Ein Sprecher der "Initiative Mergentheim gegen Rechts" unterstreicht, dass alle Demonstranten "kostenlos und aus purer Überzeugung auf die Straße gegangen sind" und erhält dafür viel Beifall. Bei der Abschlusskundgebung vor dem Rathaus sprechen die Landtagskandidaten Birgit Väth (Grüne), Ute Schindler-Neidlein (SPD) und Rolf Grüning (Linke) sowie die Pfarrer Jörg Herbert und Verena Mätzke. Väth wirft Gauland vor, sich äußerst geschickt um durchaus auch aus den eigenen Reihen geforderten Sanktionen gegen Björn Höcke geschifft zu haben. Damit zeige er "einen unerträglichen Mangel an Moral und Anstand."
Schindler-Neidlein spricht von der AfD als "rechtem Moloch" der umwelt-, frauen- und fremdenfeindlich sei. Grüning dankte der Polizei, die den Demonstrationszug vor "rechter Gewalt" geschützt habe. Die Vertreter der evangelischen Kirche setzen sich für Barmherzigkeit, Gerechtigkeit und Menschenwürde ein.

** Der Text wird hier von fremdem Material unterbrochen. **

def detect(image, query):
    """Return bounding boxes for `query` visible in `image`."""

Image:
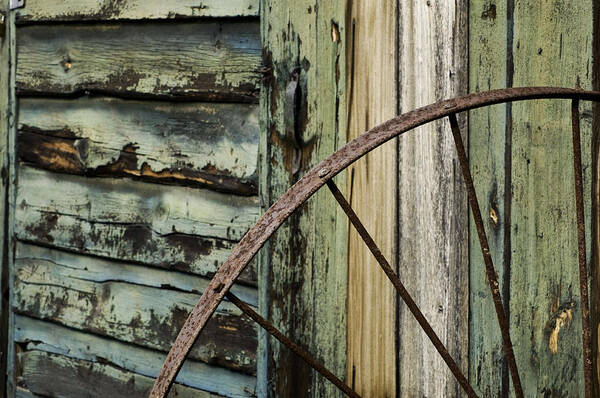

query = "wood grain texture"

[18,351,221,398]
[468,1,510,395]
[15,166,259,284]
[260,0,348,396]
[509,2,593,396]
[0,0,11,394]
[15,317,255,397]
[14,242,258,374]
[345,1,397,397]
[17,22,261,102]
[396,2,469,397]
[16,0,259,22]
[18,98,259,195]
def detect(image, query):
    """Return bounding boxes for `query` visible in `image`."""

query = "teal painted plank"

[16,0,259,22]
[14,243,257,373]
[16,243,257,306]
[19,351,220,398]
[18,97,259,195]
[15,316,255,397]
[17,22,261,101]
[468,0,509,395]
[15,166,259,283]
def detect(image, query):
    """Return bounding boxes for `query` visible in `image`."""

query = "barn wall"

[6,2,262,397]
[470,1,595,396]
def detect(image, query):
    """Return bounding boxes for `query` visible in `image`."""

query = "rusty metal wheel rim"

[150,87,600,398]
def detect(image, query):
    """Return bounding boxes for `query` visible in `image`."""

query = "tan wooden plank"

[345,1,397,396]
[17,22,260,102]
[396,1,469,397]
[395,2,469,396]
[18,98,259,195]
[509,1,593,396]
[16,0,259,22]
[260,0,348,396]
[15,166,259,284]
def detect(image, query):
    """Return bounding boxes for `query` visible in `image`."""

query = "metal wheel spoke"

[447,113,524,398]
[571,99,593,398]
[326,179,478,398]
[225,292,361,398]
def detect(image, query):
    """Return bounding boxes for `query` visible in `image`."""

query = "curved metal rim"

[150,86,600,397]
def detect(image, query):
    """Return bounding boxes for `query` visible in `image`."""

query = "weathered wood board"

[345,1,397,397]
[468,1,510,395]
[18,97,259,195]
[14,242,258,374]
[260,0,348,396]
[15,166,259,284]
[17,22,261,102]
[395,1,469,397]
[0,0,12,395]
[509,2,593,396]
[19,351,220,398]
[469,0,594,396]
[8,3,262,395]
[14,316,256,397]
[16,0,259,22]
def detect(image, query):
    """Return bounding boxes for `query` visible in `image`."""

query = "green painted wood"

[468,1,509,395]
[16,0,259,22]
[470,1,594,396]
[14,242,257,373]
[15,166,259,284]
[509,2,593,396]
[18,97,259,195]
[260,0,348,396]
[16,22,261,102]
[15,317,253,397]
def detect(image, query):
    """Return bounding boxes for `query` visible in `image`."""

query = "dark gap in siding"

[14,16,260,27]
[15,91,260,105]
[591,0,600,395]
[0,172,10,398]
[502,1,515,397]
[394,0,401,397]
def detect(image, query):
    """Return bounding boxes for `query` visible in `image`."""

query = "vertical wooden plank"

[0,1,10,393]
[345,1,397,397]
[395,2,469,397]
[468,1,510,395]
[592,3,600,395]
[5,3,17,396]
[260,0,348,397]
[510,1,593,396]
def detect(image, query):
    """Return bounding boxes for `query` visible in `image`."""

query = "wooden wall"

[260,0,348,396]
[470,1,595,396]
[5,1,262,397]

"Haut ab, Rassisten-Pack", skandiert zu dieser Zeit eine Gruppe schwarz gekleideter Demonstranten vor dem Zugang zur Aula Alten Steige. Sie hatten sich vom offiziellen Demonstrationszug entfernt. Ihnen gegenüber formieren sich Polizisten, dahinter stehen einzelne Besucher der AfD-Veranstaltung. Die Stimmung ist angespannt. Polizeihunde bellen.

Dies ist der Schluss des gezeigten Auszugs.